A idade não impede a cicatrização do nervo após lesão medular

A idade não impede a cicatrização do nervo após lesão medular

A idade não impede a cicatrização do nervo após lesão medular

Um estudo publicado em 23 de dezembro de 2025, em Neurologiaa revista médica da Academia Americana de Neurologia, examinou como a idade pode influenciar a recuperação após uma lesão na medula espinhal.

“Com o crescimento populacional e as melhorias na medicina, o número de pessoas diagnosticadas com lesão medular está a aumentar e a idade média no momento da lesão está a aumentar”, disse a autora do estudo Chiara Pavese, MD, PhD, da Universidade de Pavia em Pavia, Itália. “Apesar dos avanços substanciais na medicina e na cirurgia nas últimas décadas, a taxa de recuperação após lesão medular permaneceu a mesma. Nossos resultados podem ajudar os pesquisadores a projetar estudos adaptados à idade das pessoas para avaliar novas terapias e abordagens para pessoas com lesão medular”.

A função nervosa se recupera independentemente da idade

Os pesquisadores descobriram que a idade não pareceu afetar a recuperação neurológica. Os participantes mais velhos recuperaram a força motora e as habilidades sensoriais, como sentir um leve toque ou uma picada de alfinete, em níveis semelhantes aos dos indivíduos mais jovens.
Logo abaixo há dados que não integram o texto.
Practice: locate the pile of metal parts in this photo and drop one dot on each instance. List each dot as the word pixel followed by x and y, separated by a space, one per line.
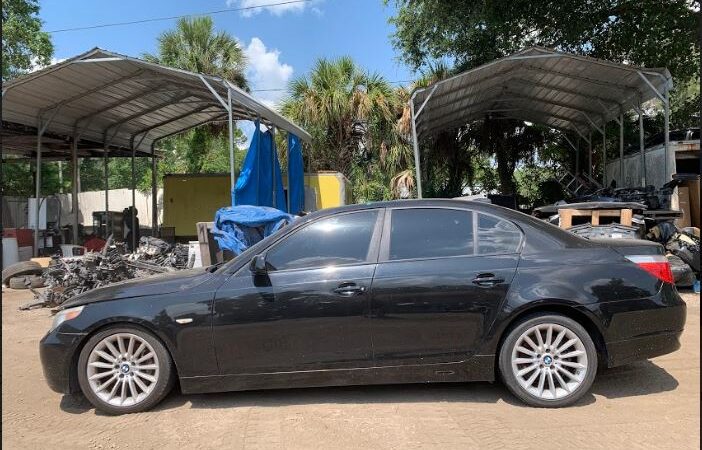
pixel 68 277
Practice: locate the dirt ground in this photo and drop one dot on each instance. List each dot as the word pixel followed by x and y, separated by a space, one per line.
pixel 652 404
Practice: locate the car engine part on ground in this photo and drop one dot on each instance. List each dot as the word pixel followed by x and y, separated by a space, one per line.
pixel 610 231
pixel 21 268
pixel 26 281
pixel 682 272
pixel 68 277
pixel 686 247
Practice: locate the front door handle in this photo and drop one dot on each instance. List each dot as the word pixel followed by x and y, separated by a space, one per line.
pixel 349 289
pixel 487 280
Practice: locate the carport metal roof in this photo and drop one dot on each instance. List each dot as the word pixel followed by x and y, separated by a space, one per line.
pixel 105 103
pixel 563 91
pixel 119 102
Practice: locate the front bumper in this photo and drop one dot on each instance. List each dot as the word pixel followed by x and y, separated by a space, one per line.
pixel 57 351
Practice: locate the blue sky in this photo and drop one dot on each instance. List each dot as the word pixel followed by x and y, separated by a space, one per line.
pixel 281 43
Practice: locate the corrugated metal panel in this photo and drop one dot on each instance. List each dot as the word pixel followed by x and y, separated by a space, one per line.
pixel 564 91
pixel 104 94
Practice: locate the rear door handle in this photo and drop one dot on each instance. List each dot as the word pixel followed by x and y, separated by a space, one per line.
pixel 349 289
pixel 487 280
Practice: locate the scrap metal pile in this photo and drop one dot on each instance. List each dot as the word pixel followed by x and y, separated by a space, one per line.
pixel 68 277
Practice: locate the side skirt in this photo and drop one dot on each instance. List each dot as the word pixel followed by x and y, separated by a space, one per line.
pixel 477 368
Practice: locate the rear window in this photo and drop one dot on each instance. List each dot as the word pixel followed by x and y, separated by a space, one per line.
pixel 430 233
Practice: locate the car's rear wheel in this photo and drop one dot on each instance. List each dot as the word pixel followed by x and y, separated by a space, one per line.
pixel 548 361
pixel 124 370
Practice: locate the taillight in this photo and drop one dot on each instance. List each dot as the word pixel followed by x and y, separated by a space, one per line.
pixel 656 265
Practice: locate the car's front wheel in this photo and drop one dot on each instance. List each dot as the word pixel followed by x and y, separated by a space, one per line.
pixel 548 361
pixel 124 370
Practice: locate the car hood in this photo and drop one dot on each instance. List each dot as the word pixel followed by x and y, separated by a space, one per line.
pixel 153 285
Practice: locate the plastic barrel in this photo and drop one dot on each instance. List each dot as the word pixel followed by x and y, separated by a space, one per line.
pixel 10 251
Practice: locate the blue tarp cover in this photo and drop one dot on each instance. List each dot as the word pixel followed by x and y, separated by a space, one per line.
pixel 239 227
pixel 296 175
pixel 255 183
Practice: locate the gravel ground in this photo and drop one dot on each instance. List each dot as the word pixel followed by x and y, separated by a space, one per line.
pixel 652 404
Estas descobertas sugerem que a capacidade do corpo de recuperar a função nervosa após uma lesão na medula espinhal permanece amplamente consistente em diferentes faixas etárias.

A função diária diminui com o aumento da idade

Embora a recuperação nervosa não estivesse associada à idade, a recuperação funcional mostrou um padrão diferente. Os idosos tiveram maior dificuldade em recuperar a independência nas atividades diárias, incluindo alimentação, banho, controle da função da bexiga e do intestino e movimentação.

Eles também mostraram pior melhora nas avaliações de caminhada. Esses testes mediram a rapidez com que uma pessoa conseguia caminhar uma curta distância, de forma independente ou com ajuda, como uma bengala.

Acompanhamento da recuperação em mais de 2.000 pacientes

O estudo incluiu 2.171 pessoas com lesões na medula espinhal, com idade média de 47 anos. Todos os participantes foram internados em unidades de tratamento da coluna envolvidas no Estudo Multicêntrico Europeu sobre Lesões na Medula Espinhal.

Os pesquisadores acompanharam os participantes durante um ano após as lesões e avaliaram repetidamente suas habilidades físicas e funcionais. Eles então analisaram como a idade estava relacionada ao grau de recuperação durante esse período.

As pontuações funcionais mostram diferenças claras relacionadas à idade

Nenhuma conexão foi encontrada entre idade e resultados neurológicos, incluindo força nos braços e pernas ou respostas sensoriais.

Em contraste, a recuperação funcional diferiu notavelmente com a idade. A independência nas atividades diárias foi medida em uma escala de zero a 100, com pontuações mais altas refletindo melhor função. No momento da admissão em uma unidade de tratamento da coluna vertebral, os participantes apresentavam pontuação média de 31. Após um ano, a pontuação média aumentou para 35.

Os pesquisadores descobriram que cada década adicional de idade estava associada a uma diminuição de 4,3 pontos na melhoria nesta escala. Os participantes mais velhos também mostraram menos progresso em todos os testes relacionados à caminhada em comparação com os participantes mais jovens.

Esses achados permaneceram consistentes após contabilizar o tipo de lesão medular e sua gravidade.

Os desafios de recuperação aumentam após os 70 anos

O estudo identificou uma queda particularmente notável na recuperação funcional entre pessoas com mais de 70 anos.

“Pessoas com mais de 70 anos precisam de abordagens específicas de reabilitação que levem em conta outras condições com as quais possam viver, como doenças cardiovasculares, diabetes ou osteoporose, e que as ajudem na recuperação que se aplica à sua vida diária”, disse Pavese.

Limitações e financiamento do estudo

Uma limitação apontada pelos pesquisadores foi que muitos indivíduos incluídos no banco de dados original deixaram de fazer parte do estudo após um ano. Informações limitadas estavam disponíveis sobre o motivo pelo qual esses participantes desistiram ou se morreram durante esse período.

Como aqueles que saíram do estudo podem ter sido diferentes dos que permaneceram, isso pode ter influenciado os resultados.

O estudo foi apoiado pela Swiss National Science Foundation, pela Wings for Life Research Foundation, pelo programa de investigação e inovação Horizon 2020 da União Europeia, pela Secretaria de Estado Suíça para a Educação, Investigação e Inovação e pelo Ministério da Saúde italiano.